渡部と工藤は、そのアカウント名を見て、ハッと気が付いた。


ツイッターと、GitHubのアカウント名がアルファベットで書いてあった。


「おい、コレ見たことあるな」

 そのアカウント名を見て、2人はいぶかしそうな様子をしている。


先に親父と同僚のテーブルにラーメンが運ばれ、二人で会社で世間話なんかをして、それから、「じゃあな」と俺たち3人の学生グループより先に店を出て行った。
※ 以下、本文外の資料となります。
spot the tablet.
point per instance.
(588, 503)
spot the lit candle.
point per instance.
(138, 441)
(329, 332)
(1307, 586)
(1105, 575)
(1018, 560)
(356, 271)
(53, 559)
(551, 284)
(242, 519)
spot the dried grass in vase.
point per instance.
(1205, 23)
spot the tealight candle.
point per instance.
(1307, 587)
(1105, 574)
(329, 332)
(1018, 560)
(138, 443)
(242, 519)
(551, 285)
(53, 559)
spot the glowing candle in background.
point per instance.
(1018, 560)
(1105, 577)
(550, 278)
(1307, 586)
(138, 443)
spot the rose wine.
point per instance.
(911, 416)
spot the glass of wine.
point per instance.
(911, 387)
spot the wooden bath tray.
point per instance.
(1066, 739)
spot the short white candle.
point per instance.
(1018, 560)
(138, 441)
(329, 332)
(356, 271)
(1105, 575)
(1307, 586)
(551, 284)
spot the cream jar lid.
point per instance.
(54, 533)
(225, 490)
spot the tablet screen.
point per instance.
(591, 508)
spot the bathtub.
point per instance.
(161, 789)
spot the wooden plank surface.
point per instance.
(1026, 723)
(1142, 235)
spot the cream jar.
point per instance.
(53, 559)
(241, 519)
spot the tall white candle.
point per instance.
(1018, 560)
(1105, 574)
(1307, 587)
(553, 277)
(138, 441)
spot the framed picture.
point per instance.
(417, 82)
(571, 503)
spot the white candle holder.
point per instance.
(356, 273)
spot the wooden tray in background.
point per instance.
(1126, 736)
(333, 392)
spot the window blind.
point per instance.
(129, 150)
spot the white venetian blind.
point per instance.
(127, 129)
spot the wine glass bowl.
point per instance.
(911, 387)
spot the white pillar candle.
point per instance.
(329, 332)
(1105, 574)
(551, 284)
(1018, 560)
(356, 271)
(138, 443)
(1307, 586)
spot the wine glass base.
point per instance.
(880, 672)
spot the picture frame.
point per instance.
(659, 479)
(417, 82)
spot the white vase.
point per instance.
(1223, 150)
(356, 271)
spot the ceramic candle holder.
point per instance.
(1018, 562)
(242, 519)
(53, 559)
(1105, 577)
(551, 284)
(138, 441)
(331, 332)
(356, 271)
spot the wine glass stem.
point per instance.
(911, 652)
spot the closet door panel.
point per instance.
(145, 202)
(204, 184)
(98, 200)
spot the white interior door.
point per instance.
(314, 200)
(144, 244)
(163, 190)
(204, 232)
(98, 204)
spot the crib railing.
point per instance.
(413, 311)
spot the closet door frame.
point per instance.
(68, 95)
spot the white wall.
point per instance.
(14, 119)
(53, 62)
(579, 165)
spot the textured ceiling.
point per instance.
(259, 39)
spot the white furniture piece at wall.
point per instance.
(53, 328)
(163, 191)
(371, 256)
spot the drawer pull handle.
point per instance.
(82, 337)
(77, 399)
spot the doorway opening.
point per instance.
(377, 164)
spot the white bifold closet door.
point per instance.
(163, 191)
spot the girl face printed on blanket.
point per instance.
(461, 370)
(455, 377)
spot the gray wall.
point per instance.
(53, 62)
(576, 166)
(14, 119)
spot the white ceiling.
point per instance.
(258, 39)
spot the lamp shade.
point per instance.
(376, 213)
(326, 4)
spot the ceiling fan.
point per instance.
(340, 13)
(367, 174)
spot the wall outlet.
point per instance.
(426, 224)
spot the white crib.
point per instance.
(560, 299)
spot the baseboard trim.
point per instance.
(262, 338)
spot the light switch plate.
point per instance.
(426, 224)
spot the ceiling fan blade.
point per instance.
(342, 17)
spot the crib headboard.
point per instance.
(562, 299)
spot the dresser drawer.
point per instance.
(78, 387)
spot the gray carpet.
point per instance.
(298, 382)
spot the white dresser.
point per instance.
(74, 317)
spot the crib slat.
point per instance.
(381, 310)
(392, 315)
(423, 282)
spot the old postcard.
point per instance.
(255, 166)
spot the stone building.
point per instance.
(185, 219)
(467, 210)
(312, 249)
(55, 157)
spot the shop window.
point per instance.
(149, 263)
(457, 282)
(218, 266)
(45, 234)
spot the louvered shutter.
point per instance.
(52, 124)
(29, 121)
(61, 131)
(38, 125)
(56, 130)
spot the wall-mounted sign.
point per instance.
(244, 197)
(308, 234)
工藤は、なんか俺の親父の名刺を見ながら、ラーメンを食べている。


「おい、橘、親父のこと、なにか聞いていないか?たしかに小さな会社みたいだけ

……」


「なあに、零細企業だし。オヤジは企業秘密だらけで、何も話をしてくれないよ」


「このGitHubのアカウント名は、見覚えがあるんだよ」


「工藤、俺のオヤジのアカウントを知っているのか?」


「渡部も見覚えがあるだろ」


「ああ、俺もこのアカウントは見た記憶がある。でもすぐに思い出せないんだが……」


このふたりはオヤジのことを知っている?知らないのは俺だけ?


「寮に戻ってパソコンで、このアカウント名を見てみるか」


こいつら、俺の親父のこと探ってどうするんだ?

オヤジは俺の彼女の名前を聞いて動揺していたけど。


俺の親父は秘密だらけだ。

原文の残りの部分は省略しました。